Originally Posted by ny_chow
At time t, t $\ge$ 0, the volume of a sphere is increasing at a rate proportional to the reciprocal of its radius. At t = 0, the radius of the sphere is 1 and at t = 15, the radius is 2. (Volume of sphere is V = 4/3pir^3)

a) Find the radius of the sphere as a fuction of t

b) at what time t will the volume of the sphere be 27 times its volume @ t= 0?
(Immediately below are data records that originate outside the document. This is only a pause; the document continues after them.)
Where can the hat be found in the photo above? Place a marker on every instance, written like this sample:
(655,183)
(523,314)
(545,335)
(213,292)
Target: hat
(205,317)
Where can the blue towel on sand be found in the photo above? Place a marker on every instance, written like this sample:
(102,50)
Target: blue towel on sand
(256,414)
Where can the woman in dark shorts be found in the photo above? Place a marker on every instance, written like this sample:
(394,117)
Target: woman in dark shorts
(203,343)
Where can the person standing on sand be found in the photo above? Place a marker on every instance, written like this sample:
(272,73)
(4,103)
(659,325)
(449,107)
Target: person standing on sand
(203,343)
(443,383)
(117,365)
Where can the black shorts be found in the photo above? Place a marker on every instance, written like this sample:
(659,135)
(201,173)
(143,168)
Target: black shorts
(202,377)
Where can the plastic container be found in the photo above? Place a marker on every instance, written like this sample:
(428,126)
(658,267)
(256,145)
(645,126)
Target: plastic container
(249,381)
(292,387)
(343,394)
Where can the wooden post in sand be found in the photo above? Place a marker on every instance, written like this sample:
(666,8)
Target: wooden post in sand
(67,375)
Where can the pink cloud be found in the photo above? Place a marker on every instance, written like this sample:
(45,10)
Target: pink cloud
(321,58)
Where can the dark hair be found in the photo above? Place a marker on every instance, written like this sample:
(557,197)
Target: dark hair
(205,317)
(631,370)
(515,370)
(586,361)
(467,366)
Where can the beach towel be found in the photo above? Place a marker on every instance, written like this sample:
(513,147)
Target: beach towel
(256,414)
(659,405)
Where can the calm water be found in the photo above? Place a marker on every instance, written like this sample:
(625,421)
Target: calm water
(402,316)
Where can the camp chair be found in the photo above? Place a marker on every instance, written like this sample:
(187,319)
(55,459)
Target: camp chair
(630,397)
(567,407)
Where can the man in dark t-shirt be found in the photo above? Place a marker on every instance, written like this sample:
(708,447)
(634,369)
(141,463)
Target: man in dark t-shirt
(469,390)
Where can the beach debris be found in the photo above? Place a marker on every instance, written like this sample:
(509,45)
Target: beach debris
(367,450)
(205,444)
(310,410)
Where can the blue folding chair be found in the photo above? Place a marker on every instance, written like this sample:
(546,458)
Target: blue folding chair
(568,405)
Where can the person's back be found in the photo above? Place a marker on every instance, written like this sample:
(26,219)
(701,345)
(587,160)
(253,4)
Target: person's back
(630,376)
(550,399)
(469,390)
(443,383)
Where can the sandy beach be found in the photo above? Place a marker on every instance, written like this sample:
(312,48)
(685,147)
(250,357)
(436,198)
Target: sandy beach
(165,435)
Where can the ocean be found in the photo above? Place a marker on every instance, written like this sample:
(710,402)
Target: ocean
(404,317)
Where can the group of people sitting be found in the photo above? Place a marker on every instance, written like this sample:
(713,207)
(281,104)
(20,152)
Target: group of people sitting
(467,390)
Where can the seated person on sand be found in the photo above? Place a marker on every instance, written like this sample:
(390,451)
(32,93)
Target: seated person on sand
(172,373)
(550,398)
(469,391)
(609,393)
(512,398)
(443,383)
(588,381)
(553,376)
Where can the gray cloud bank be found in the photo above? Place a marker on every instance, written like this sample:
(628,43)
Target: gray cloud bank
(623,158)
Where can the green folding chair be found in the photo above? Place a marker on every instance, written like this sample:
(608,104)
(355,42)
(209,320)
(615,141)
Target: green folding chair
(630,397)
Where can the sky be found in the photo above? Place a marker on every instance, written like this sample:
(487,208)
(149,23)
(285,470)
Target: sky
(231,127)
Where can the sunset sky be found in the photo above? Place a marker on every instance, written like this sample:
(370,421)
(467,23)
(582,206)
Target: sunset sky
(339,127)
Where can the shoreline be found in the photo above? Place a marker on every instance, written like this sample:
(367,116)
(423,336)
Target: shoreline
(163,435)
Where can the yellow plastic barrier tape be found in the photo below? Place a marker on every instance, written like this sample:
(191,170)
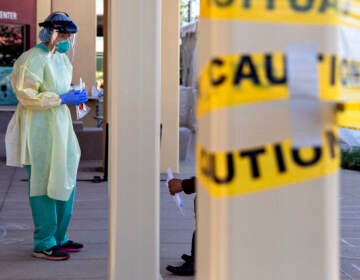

a.) It's best to list know information first. We know that:
$\frac{dV}{dt}=\frac{k}{r}$ where $k$ is a constant.
$V=\frac{4}{3}\pi r^3$
$\frac{dV}{dr}=4\pi r^2$

$\frac{dV}{dt} = \frac{dV}{dr}\cdot\frac{dr}{dt} \implies \frac{k}{r} = 4\pi r^2\cdot\frac{dr}{dt} \implies \frac{dr}{dt}=\frac{k}{4\pi r^3}$

Separate the variables and integrate: $\int 4\pi r^3\,dr = \int k\,dt \implies \pi r^4 = kt+C$.

$t=0, r=1 \implies \pi=C$

$t=15, r=2 \implies 16\pi=15k+\pi \implies k=\pi$

So, $\pi r^4 = \pi t+\pi \implies \boxed{r = \sqrt[4]{t+1}}$

I have to go now. If the second part is still unanswered when I get back, I'll help you out then.
• May 4th 2009, 07:41 PM
ny_chow
i think i can do the second part on my own. it seems pretty straight forward. thanks!